Rajasige Momente zeichnen sich durch Aktivität und Bewegung aus und sind dadurch dynamisch, emotional und leidenschaftlich. Wir nehmen uns dann allerdings nicht die Zeit, in uns hineinzuhorchen, was für unsere spirituelle Entwicklung förderlich ist und was nicht. Unsere heutige Gesellschaft ist viel zu leistungsorientiert. Ehrgeizige, mentale Rajas-Typen sind gefragt und machen Karriere. Aber diese Menschen werden früher oder später Opfer ihrer mentalen Rajas-Situation. Ihre ständige Unruhe und überschießende Energie schafft Aggressionen, Burnout und andere psychische Erschöpfungskrankheiten, weil sie Körper und Sinne ständig überstimulieren.

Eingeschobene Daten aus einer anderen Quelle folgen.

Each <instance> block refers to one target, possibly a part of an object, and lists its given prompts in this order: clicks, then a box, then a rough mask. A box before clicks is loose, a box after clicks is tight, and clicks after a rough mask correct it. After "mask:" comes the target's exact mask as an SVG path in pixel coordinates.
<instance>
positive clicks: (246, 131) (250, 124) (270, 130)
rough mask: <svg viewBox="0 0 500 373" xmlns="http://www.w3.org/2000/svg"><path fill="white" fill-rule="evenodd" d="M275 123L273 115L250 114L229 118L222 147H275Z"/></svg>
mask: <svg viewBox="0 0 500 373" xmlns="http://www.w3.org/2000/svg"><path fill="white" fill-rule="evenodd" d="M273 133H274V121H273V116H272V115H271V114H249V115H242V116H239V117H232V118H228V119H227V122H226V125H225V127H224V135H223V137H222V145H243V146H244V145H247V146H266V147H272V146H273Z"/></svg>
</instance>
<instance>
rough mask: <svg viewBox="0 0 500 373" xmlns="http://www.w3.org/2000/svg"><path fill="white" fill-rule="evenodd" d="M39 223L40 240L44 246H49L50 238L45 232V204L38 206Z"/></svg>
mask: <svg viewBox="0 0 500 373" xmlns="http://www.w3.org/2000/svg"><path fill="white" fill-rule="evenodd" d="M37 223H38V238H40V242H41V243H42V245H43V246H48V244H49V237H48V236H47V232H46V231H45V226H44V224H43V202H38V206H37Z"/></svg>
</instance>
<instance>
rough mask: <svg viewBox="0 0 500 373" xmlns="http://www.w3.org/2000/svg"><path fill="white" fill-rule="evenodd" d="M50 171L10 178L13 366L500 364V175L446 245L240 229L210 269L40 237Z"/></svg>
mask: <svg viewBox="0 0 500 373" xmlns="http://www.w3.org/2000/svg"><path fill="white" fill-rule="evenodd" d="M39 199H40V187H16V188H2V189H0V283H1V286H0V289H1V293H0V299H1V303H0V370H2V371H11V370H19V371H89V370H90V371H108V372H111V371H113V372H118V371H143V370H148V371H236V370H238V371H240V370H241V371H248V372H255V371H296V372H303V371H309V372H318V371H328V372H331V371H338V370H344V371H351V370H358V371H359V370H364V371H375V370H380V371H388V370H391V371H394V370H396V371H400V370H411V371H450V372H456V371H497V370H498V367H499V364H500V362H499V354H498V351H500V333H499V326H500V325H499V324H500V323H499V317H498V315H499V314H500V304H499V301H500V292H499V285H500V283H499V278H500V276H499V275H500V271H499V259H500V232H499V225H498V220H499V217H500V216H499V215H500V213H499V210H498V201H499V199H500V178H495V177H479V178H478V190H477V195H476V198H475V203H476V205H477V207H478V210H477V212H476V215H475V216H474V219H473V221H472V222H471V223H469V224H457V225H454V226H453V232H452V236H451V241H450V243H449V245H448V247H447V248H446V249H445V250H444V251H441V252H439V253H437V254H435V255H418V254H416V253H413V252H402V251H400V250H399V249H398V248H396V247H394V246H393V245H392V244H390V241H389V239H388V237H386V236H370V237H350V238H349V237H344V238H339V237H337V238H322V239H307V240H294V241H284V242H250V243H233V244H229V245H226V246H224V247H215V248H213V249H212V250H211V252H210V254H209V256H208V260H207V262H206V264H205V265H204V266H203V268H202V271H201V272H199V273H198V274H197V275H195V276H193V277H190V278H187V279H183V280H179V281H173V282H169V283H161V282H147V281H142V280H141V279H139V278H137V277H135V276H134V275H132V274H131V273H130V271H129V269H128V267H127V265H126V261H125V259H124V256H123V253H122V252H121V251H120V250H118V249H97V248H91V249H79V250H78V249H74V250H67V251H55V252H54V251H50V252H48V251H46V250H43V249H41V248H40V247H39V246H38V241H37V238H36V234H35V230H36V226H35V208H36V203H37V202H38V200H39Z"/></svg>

Sattva fördert alle geistigen Fähigkeiten und erzeugt psychische Gesundheit. Sattwige Momente erheben den Geist und beruhigen das Herz. Aber weil sie so angenehm und schön sind, können sie uns andererseits auch abhängig machen. Dadurch bekommen wir möglicherweise Schwierigkeiten, wenn wir plötzlich mit rajasigeren und tamasigeren Situationen konfrontiert werden. Personen, die ausschließlich sattwig in sich ruhen und von der Welt wenig beeinflusst werden, können vielleicht manchen Herausforderungen des Alltags nicht mehr gewachsen sein. Menschen, die überwiegend intellektuell sind und dabei Ihren Körper vernachlässigen, reichern zwar Sattwa im Geist an, werden aber im Körper von Tamas dominiert. Die Folge sind körperliche Beschwerden wie zum Beispiel Nacken- und Schulterschmerzen, Rückenschmerzen allgemein, fehlende körperliche Belastbarkeit sowie Probleme mit Kreislauf und Atmung.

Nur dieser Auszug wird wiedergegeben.